General optional arguments

There are some optional arguments that can be provided to several modules (run perSVade <module> -h for more information):

  • --verbose: Runs in a more verbose mode, useful for debugging. Available in all modules.
  • --replace: Removes the output directory of each module, which ensures that all the steps are done again when re-running. Available in all modules.
  • fraction_available_mem and fractionRAM_to_dedicate: Modulate the RAM allocated to perSVade. Available in all modules.
  • --threads: Specify the number of threads. Available in all modules.
  • --min_chromosome_len: The minimum length to consider chromosomes from the provided fasta for calculating the window length (used in may steps of perSVade to parallelize across fractions of the genome). Available in modules using a reference genome.

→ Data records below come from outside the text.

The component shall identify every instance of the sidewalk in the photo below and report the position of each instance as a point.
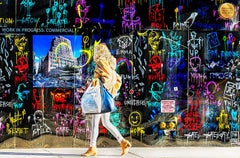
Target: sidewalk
(135, 152)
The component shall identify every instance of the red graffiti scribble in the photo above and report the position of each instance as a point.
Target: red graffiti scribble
(22, 70)
(62, 107)
(38, 102)
(60, 95)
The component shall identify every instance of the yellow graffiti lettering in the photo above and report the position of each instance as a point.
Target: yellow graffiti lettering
(7, 20)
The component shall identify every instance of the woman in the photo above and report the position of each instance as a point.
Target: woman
(105, 70)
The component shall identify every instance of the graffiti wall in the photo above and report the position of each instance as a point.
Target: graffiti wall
(179, 62)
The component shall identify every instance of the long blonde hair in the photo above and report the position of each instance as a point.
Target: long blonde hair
(101, 52)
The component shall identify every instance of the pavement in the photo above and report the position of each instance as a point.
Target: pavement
(134, 152)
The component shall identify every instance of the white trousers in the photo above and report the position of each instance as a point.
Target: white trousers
(105, 118)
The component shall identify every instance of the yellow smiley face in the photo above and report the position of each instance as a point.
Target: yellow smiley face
(135, 118)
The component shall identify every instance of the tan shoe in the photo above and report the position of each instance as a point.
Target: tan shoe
(92, 151)
(125, 144)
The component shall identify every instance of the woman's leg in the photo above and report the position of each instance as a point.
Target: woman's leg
(110, 127)
(95, 129)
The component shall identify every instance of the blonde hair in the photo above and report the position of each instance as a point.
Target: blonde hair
(101, 52)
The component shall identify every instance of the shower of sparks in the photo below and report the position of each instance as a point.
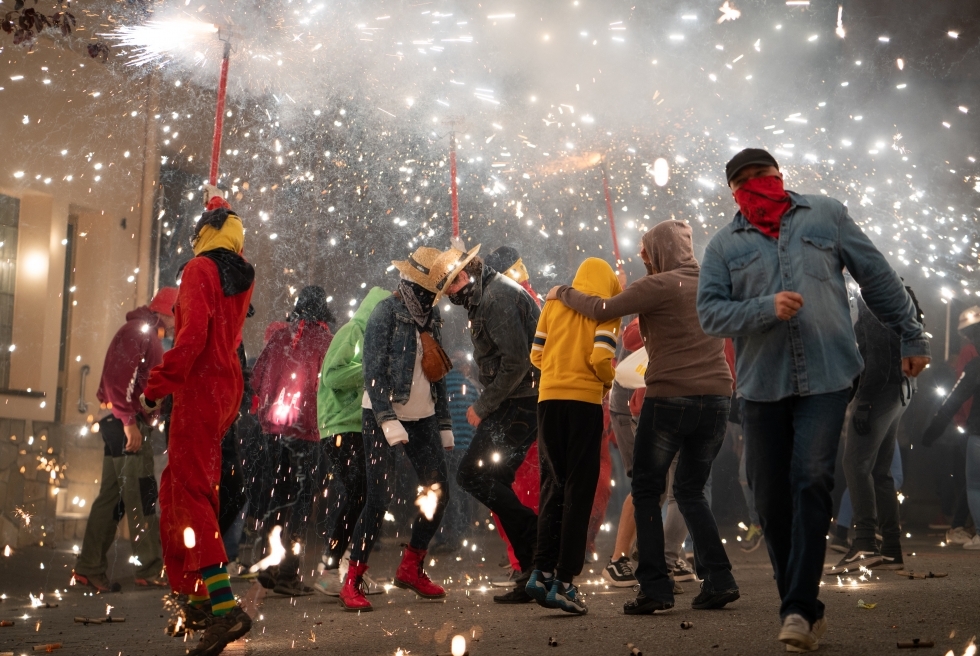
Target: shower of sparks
(160, 40)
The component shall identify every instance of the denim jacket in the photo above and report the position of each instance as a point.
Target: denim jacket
(390, 340)
(503, 318)
(815, 352)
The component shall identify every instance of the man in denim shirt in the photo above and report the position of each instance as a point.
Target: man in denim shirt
(773, 281)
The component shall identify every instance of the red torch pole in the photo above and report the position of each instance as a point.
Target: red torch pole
(219, 117)
(612, 220)
(452, 183)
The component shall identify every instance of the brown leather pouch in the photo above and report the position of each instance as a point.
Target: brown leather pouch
(435, 363)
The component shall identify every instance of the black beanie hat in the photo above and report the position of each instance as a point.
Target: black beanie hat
(311, 305)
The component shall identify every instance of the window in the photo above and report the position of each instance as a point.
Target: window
(9, 214)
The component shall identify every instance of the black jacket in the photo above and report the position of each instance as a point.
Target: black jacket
(503, 319)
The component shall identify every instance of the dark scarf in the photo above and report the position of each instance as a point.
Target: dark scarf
(235, 273)
(464, 297)
(418, 300)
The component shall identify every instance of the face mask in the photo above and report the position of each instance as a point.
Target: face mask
(763, 201)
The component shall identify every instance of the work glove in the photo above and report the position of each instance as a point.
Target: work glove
(149, 406)
(448, 441)
(394, 432)
(862, 415)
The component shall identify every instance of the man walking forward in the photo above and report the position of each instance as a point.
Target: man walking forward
(503, 318)
(773, 281)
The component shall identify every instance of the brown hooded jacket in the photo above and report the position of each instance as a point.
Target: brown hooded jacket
(683, 360)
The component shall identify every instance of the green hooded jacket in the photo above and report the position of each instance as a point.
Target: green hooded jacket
(338, 398)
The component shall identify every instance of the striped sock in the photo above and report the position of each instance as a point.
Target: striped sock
(197, 600)
(219, 589)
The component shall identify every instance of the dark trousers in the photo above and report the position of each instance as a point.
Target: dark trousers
(344, 486)
(692, 428)
(425, 452)
(292, 490)
(791, 448)
(569, 441)
(867, 467)
(487, 471)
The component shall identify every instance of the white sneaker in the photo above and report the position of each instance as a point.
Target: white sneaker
(798, 633)
(817, 630)
(958, 535)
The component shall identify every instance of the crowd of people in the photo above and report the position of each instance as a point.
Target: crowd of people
(764, 341)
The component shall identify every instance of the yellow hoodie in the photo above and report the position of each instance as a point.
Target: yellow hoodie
(575, 353)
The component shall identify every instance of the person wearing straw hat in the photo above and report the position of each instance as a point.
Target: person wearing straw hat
(405, 403)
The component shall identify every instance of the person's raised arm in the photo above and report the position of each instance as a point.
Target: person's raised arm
(196, 299)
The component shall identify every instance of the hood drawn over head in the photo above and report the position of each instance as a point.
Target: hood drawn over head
(596, 277)
(670, 246)
(364, 310)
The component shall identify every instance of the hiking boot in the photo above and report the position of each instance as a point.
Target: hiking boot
(816, 630)
(99, 582)
(752, 539)
(860, 555)
(644, 605)
(797, 632)
(329, 583)
(538, 588)
(518, 595)
(681, 571)
(351, 595)
(510, 580)
(710, 598)
(223, 630)
(567, 598)
(619, 573)
(412, 576)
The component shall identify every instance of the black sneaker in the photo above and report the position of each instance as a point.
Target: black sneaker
(710, 598)
(223, 630)
(682, 571)
(644, 605)
(518, 594)
(619, 573)
(860, 555)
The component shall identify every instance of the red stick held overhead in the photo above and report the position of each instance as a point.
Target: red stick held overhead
(219, 117)
(612, 220)
(452, 182)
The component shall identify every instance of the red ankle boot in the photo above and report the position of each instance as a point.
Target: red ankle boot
(351, 595)
(411, 575)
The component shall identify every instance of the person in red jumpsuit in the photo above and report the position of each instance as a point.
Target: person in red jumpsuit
(203, 373)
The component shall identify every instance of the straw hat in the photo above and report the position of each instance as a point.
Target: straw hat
(434, 269)
(969, 317)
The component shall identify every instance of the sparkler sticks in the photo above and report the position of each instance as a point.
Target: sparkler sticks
(219, 117)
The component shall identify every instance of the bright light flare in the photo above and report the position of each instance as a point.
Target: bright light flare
(276, 551)
(428, 500)
(161, 39)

Running one-liner perSVade (perSVade.py <args>) (deprecated from version 1.02.3 on)

You can also use the script scripts/perSVade.py to execute multiple modules of perSVade with a single command. However, this script is less user friendly and error prone, and it will be no longer maintained after version 1.02.3. This file contains examples of how to run the one-liner version.